Gurgaon is a land of dust. There is dust everywhere, a thick layer of it on the leaves, on the buildings, on the stairs of the metro stations. The landscape appears brownish and hazy because of the curtains of dust which hang perpetually in the air. The city looks like it will fall and crumble into its very own dust at any time. Everything there is as unstable as the lives of the people who have burrowed into its hills with their greedy little dreams of turning their fortunes into something majestic. At six in the evening, construction workers huddle out of their construction sites and construction machines and construction heaps of gravel and cement and head back into the villages which surround the urban colonies. Around the same time a mass of corporate workers both corporal and non-corporal march out of the big glass buildings; DLF's castles, DLF's KPI factories; into cars, cabs, metros, shared e-rickshaws into their urban colonies which surround the small villages like cemented weed and the dust looms over them all.

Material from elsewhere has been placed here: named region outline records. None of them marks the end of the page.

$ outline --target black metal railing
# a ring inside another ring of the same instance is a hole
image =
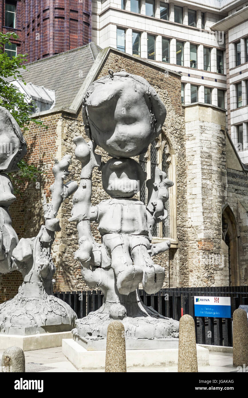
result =
[[[151,306],[161,315],[178,320],[181,316],[182,305],[184,314],[189,314],[195,321],[196,342],[199,344],[232,346],[232,319],[195,316],[194,296],[230,297],[232,315],[240,304],[248,304],[248,286],[165,288],[154,295],[148,295],[141,289],[139,293],[145,305]],[[78,318],[97,310],[103,298],[101,292],[96,290],[57,292],[55,295],[67,302]]]

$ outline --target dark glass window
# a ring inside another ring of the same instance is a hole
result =
[[[188,9],[188,25],[189,26],[196,27],[196,11]]]
[[[211,103],[211,89],[204,87],[204,102],[205,103]]]
[[[135,57],[141,56],[141,34],[138,32],[133,31],[132,34],[133,55]]]
[[[205,14],[204,12],[201,13],[201,29],[205,29]]]
[[[10,58],[16,56],[16,45],[12,43],[8,44],[6,43],[4,45],[4,52],[6,53],[8,57]]]
[[[190,46],[190,67],[197,68],[197,46],[191,44]]]
[[[237,126],[237,138],[238,139],[238,150],[242,150],[244,142],[243,140],[243,125]]]
[[[182,7],[174,6],[174,20],[178,23],[183,23],[183,8]]]
[[[131,0],[131,7],[132,12],[137,12],[138,14],[139,14],[141,12],[140,0]]]
[[[237,94],[237,107],[240,108],[242,106],[242,83],[240,83],[236,84],[236,93]]]
[[[181,101],[182,103],[184,103],[184,84],[183,83],[181,84]]]
[[[148,17],[154,16],[154,0],[146,0],[146,15],[147,15]]]
[[[117,27],[117,49],[125,52],[125,29]]]
[[[191,97],[191,103],[197,102],[198,101],[198,87],[197,86],[190,85],[190,95]]]
[[[203,47],[203,64],[204,70],[210,70],[210,49]]]
[[[217,99],[218,106],[220,108],[222,108],[223,109],[224,109],[225,107],[224,92],[223,90],[217,90]]]
[[[147,58],[155,59],[155,36],[147,35]]]
[[[216,55],[217,57],[217,73],[224,73],[223,51],[217,50]]]
[[[236,66],[240,65],[241,63],[241,45],[240,41],[235,44],[236,53]]]
[[[160,18],[161,20],[169,19],[169,4],[168,3],[160,3]]]
[[[183,66],[184,65],[184,43],[182,41],[177,41],[176,44],[176,64]]]
[[[5,26],[16,27],[16,6],[11,3],[5,3]]]
[[[170,40],[165,37],[162,37],[162,60],[170,62]]]

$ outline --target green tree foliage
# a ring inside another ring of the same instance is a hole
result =
[[[11,39],[19,38],[15,33],[3,33],[0,32],[0,105],[9,111],[25,133],[28,129],[28,125],[33,122],[36,125],[43,125],[43,122],[30,117],[31,108],[33,104],[28,104],[25,101],[25,95],[22,94],[14,84],[10,84],[6,79],[21,80],[26,83],[22,78],[20,70],[25,69],[24,62],[27,61],[27,55],[18,54],[10,58],[4,52],[4,45],[11,44]],[[18,164],[20,170],[11,176],[16,192],[20,192],[20,184],[24,181],[35,181],[37,175],[42,173],[33,166],[29,165],[23,160]]]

Today I had a long walk in the park seated in the heart of DLF Phase three's one of the richest colonies. Colony, funny word, like the rich came with their bags full of rectangular strips of paper to claim the land they felt that was theirs and colonized it. With their green paper they tore down the green trees and the green bushes and whatever they thought looked wild and not tame enough for their rich houses.

But a park is like an oasis in the middle of the city. Under the dull, lifeless eyes of the rich identical houses looming over the low boundary of the park, I felt like J. D. Salinger watching all the children play. There is something absurdly uplifting watching children play. Their innocence blends in with the innocence of the shrubs, the trees, the birds on them, curled up dogs napping in their mud beds and a cat skittering in the bushes. It's raw, harmless and oozing with life.